Truth and reality define everything through the three Laws of Life, and reality shows that we have to get along together if we are to have a stable system. The converse appears to be occurring that if we don’t get together, reality forces an ‘extinction event’. Some may have occurred in the past when a ‘new’ facet of reality appeared, and I have mentioned the latest caused by us changing reality with breeding and technology. Using the Mathematics of the Mind, we can ‘track’ ourselves into the future by taking over the ‘mindless’ mathematical methods. I believe that we have the theoretical knowledge to forge ahead with Survival of the Best, but are we ‘ready’ for it! This book is trying to make us ready for it. There will be those people that can handle it and move forward and those that can’t. That is part of Survival of the Best, that the ‘best’ people are selected and encouraged to breed and the not so successful, discouraged.

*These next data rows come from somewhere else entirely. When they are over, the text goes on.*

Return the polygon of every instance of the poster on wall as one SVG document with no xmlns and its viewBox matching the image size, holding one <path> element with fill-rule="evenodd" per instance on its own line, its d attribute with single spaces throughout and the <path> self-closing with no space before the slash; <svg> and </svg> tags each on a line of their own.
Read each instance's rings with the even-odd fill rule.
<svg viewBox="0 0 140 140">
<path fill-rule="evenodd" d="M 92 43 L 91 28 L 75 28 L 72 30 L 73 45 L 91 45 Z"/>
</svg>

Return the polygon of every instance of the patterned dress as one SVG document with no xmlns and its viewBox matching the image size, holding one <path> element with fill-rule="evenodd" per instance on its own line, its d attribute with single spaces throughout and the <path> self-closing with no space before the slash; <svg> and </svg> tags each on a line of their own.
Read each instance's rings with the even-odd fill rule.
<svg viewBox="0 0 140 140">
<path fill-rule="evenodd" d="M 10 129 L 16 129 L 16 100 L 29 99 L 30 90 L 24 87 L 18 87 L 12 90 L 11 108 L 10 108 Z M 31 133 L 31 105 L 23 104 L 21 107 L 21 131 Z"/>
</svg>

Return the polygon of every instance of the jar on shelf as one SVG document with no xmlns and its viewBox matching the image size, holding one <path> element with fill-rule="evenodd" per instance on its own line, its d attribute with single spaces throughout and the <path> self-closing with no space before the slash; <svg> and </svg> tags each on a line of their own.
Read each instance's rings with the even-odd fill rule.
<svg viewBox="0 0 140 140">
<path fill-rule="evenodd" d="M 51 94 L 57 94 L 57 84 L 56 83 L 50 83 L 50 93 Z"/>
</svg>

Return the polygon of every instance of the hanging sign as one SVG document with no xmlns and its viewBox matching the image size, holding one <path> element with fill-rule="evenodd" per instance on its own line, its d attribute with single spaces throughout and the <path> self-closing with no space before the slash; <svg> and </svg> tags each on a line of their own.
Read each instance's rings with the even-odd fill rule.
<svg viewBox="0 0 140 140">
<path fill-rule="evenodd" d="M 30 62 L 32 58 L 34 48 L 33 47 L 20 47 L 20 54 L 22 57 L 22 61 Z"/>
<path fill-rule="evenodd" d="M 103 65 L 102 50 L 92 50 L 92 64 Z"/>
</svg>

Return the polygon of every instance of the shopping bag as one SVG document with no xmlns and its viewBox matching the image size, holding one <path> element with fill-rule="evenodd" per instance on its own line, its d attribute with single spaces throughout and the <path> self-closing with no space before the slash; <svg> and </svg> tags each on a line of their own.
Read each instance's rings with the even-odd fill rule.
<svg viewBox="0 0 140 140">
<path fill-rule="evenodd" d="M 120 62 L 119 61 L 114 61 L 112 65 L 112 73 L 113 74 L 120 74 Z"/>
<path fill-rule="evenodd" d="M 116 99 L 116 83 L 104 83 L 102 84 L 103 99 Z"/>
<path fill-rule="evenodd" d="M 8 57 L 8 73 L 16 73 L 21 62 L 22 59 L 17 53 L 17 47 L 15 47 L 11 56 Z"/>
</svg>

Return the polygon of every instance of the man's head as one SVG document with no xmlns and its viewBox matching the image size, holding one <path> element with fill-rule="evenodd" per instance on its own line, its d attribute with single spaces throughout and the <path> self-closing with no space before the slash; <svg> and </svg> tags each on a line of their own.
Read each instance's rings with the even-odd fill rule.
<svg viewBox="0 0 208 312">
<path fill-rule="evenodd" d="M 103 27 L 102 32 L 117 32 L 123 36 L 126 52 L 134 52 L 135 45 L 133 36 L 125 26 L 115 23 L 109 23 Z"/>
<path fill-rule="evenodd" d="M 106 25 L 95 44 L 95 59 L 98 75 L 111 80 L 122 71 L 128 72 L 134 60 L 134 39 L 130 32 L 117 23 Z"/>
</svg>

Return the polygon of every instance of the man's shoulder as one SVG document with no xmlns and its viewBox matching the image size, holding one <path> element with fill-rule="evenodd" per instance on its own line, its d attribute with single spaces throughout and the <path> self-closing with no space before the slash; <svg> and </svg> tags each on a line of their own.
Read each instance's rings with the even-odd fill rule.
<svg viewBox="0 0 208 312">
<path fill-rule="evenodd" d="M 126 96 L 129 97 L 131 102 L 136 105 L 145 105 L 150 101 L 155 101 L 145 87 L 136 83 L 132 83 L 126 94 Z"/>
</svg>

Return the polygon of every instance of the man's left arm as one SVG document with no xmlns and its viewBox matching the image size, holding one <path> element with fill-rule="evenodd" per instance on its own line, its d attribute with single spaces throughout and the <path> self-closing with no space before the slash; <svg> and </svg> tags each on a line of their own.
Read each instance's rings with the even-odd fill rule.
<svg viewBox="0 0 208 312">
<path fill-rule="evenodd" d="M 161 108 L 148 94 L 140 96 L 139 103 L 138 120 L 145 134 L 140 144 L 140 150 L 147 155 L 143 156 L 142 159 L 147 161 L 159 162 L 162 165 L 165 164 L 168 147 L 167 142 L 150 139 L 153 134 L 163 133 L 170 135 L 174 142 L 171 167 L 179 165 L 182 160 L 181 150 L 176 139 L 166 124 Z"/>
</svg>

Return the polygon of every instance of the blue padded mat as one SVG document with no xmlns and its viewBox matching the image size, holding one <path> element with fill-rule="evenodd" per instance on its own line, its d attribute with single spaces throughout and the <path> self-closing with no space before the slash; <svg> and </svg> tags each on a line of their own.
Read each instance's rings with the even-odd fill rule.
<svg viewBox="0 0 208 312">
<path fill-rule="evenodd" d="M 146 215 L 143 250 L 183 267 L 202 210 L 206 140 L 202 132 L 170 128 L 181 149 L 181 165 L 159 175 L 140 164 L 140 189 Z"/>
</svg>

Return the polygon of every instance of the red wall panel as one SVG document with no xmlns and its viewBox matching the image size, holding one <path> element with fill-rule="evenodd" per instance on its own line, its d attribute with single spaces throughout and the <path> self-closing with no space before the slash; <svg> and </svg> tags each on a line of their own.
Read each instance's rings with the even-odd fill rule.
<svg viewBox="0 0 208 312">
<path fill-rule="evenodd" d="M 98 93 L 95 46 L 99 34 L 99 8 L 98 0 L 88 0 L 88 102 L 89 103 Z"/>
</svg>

This could be a good point to finish, but there is no finish, and everything keeps going around and is intertwined. ‘Under the right conditions, their cortex becomes thicker, it contains more synaptic contacts, its nerve cells have longer extensions with more branches, there are more glial cells, and the cortex even has more blood vessels with more branches to supply blood to these more complex neuronal circuits. As adults, “winged” rats can handle more difficult tasks in a more skilful fashion. They are more competent and have less fear of new things than their cousins who have grown up under “normal” conditions, in the usual kind of cage, and did not have the chance to experience extended family groups, to enter into many-sided contacts with other group members, to dig burrows, and in general to discover a more colourful rodent world with all kinds of different challenges and stimuli.’ (p 76)
‘But the most important thing of all does not become visible until these animals have become old, that is, until after two years have gone by. Then we find in the brains of the “normally” raised rats a considerable number of degenerative changes; whereas the brains of the “winged rats” still look quite normal. Some brain researchers call this “the Matthew principle”’ based on the phrase from the gospel, “For whosoever hath, to him shall be given” (Matthew 13:21)’ (p 76)
These two paragraphs are suggestive in that, if the stimulated rats are identified with successful people in society and compared with the run-of-the-mill citizen, the stimulated, successful person will produce more, live longer and should, given other criteria, form the basis of the Selection of the Best. The question of the ‘other criteria’ is considered in other chapters, and the quotation might be better remembered as: “for whosoever hath earned, to him shall be given” all manner of things that we strive for, but in moderation.